L'Aziza lance ses cornes alternativement à droite et à gauche afin de dissuader les candidates mollement doubleuses de tout héroïsme intempestif. Son bluff, crédibilisé par de longs mois de supériorité physique incontestée, lui fait gagner quelques foulées et lui permet de mettre les points sur les I de sa victoire : première, elle atteint l'ombre des chênes verts et entreprend, sans souci pour sa ligne, de se gaver de féculents.

Avoir la panse bien pleine est une condition nécessaire mais non suffisante au bonheur d'une chèvre. Pour que sa félicité soit parfaite, elle a aussi besoin d'affamer ses semblables. L'Aziza s'y emploie avec constance. Elle se restaure tout en quadrillant le sous-bois de ses déplacements qui ne doivent rien au hasard. Elle cherche le contact et les gêneuses, sans insister outre mesure, vont se passer les nerfs sur une autre, de casting inférieur, et cette aimable cascade vengeresse se termine sur le dos de la vieille Sonia, le plus fragile maillon de la chaîne. Cette société de classes, avec ses niveaux quasiment gravés dans l’airain, est codifiée comme celle des hindous, mais chez les caprins, il y a autant de castes que d’individus . Il faut faire la queue pour accéder à la cantine. Et l’ordre y est rigoureusement, régulièrement le même. Origan sait qu’elle est derrière Aziza mais devant Aïcha. Chaque individu du troupeau a ce genre de certitudes et dépense beaucoup d’énergie en tachant de rendre cette hiérarchie pérenne ou en essayant d’y évoluer vers le haut. Sur ce point, les humains n’ont rien inventé et les bêtes ne sont pas plus raisonnables qu’eux.
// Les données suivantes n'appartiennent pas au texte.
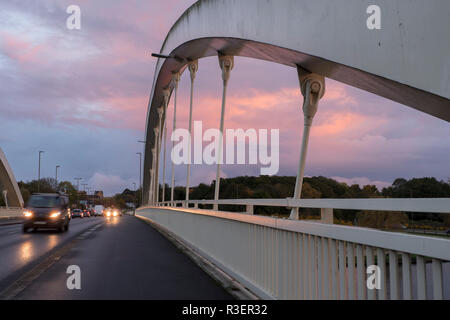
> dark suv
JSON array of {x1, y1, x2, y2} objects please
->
[{"x1": 23, "y1": 193, "x2": 71, "y2": 232}]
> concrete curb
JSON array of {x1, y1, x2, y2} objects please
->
[
  {"x1": 0, "y1": 217, "x2": 23, "y2": 227},
  {"x1": 136, "y1": 215, "x2": 260, "y2": 300}
]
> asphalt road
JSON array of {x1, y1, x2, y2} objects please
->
[{"x1": 0, "y1": 216, "x2": 232, "y2": 300}]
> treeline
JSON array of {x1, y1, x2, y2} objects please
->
[
  {"x1": 8, "y1": 178, "x2": 140, "y2": 209},
  {"x1": 164, "y1": 176, "x2": 450, "y2": 229}
]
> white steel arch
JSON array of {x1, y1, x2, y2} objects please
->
[
  {"x1": 0, "y1": 148, "x2": 23, "y2": 207},
  {"x1": 143, "y1": 0, "x2": 450, "y2": 203}
]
Par exemple, nous sommes en été, la végétation est grillée et je suis obligé de les nourrir au foin. Connaissant leur sale caractère, j’éloigne au maximum les uns des autres les tapous de foin (quand on coupe les ficelles, la botte de foin se sépare naturellement en plusieurs « tapous » ou « tranches ») par terre. Hé ben malgré ça, le repas ressemble plus à une partie de chaises musicales qu’à un moment de calme convivialité. L’Aziza commence à croûter les meilleurs morceaux, à savoir : les bourgeons floraux, les graines, les feuilles les plus fines et bien sûr les meilleures plantes. Le trèfle est délicieux et en plus, toutes les 4 feuilles, il augmente ton capital chance ! Mais elle s’aperçoit soudain que les autres MANGENT aussi ! Elle veut bien être brave, mais ça, NON, elle ne peut pas le supporter…TA TA TAN, c’est moi que v’là et si ya une chose que j’aime pas, c’est bien qu’on mange dans mon dos ! Zim Zoum, 2 coups de corne, et je te prend ta place, et je goutte si ton tapou est plus goutteux que le mien. Et je fais pareil avec toutes les chèvres et tous les tapous. Et si je trouve un tapou avec un bouquet vraiment incomparable, je me l’annexe, je me le déguste, mais sans préjudice d’aller foutre la merde chez les autres de temps en temps. Au propre comme au figuré. Je soulève avec une corne pour voir s’il n’y aurait pas une friandise cachée dessous, je gratte avec la patte, je touille bien et s’il n’y a rien d’assez « classe » pour moi, je lâche là-dessus une bonne rafale de ces crottes qui ressemblent si fort aux petites olives noires de Nice et qui sont l’expression de mon plus profond mépris. Cela m’évitera la charge de surveiller ce tapou et les autres seront bien obligées d’y porter la dent si elles veulent avoir quelque chose à s’y mettre dessous… Vous aurez compris tout seuls que la deuxième fait de même envers sa subalterne, la troisième itou et que la dernière des dernières, c’est…, c’est… ? Sonia, oui ! Yen a un qui suit, c’est pas beaucoup…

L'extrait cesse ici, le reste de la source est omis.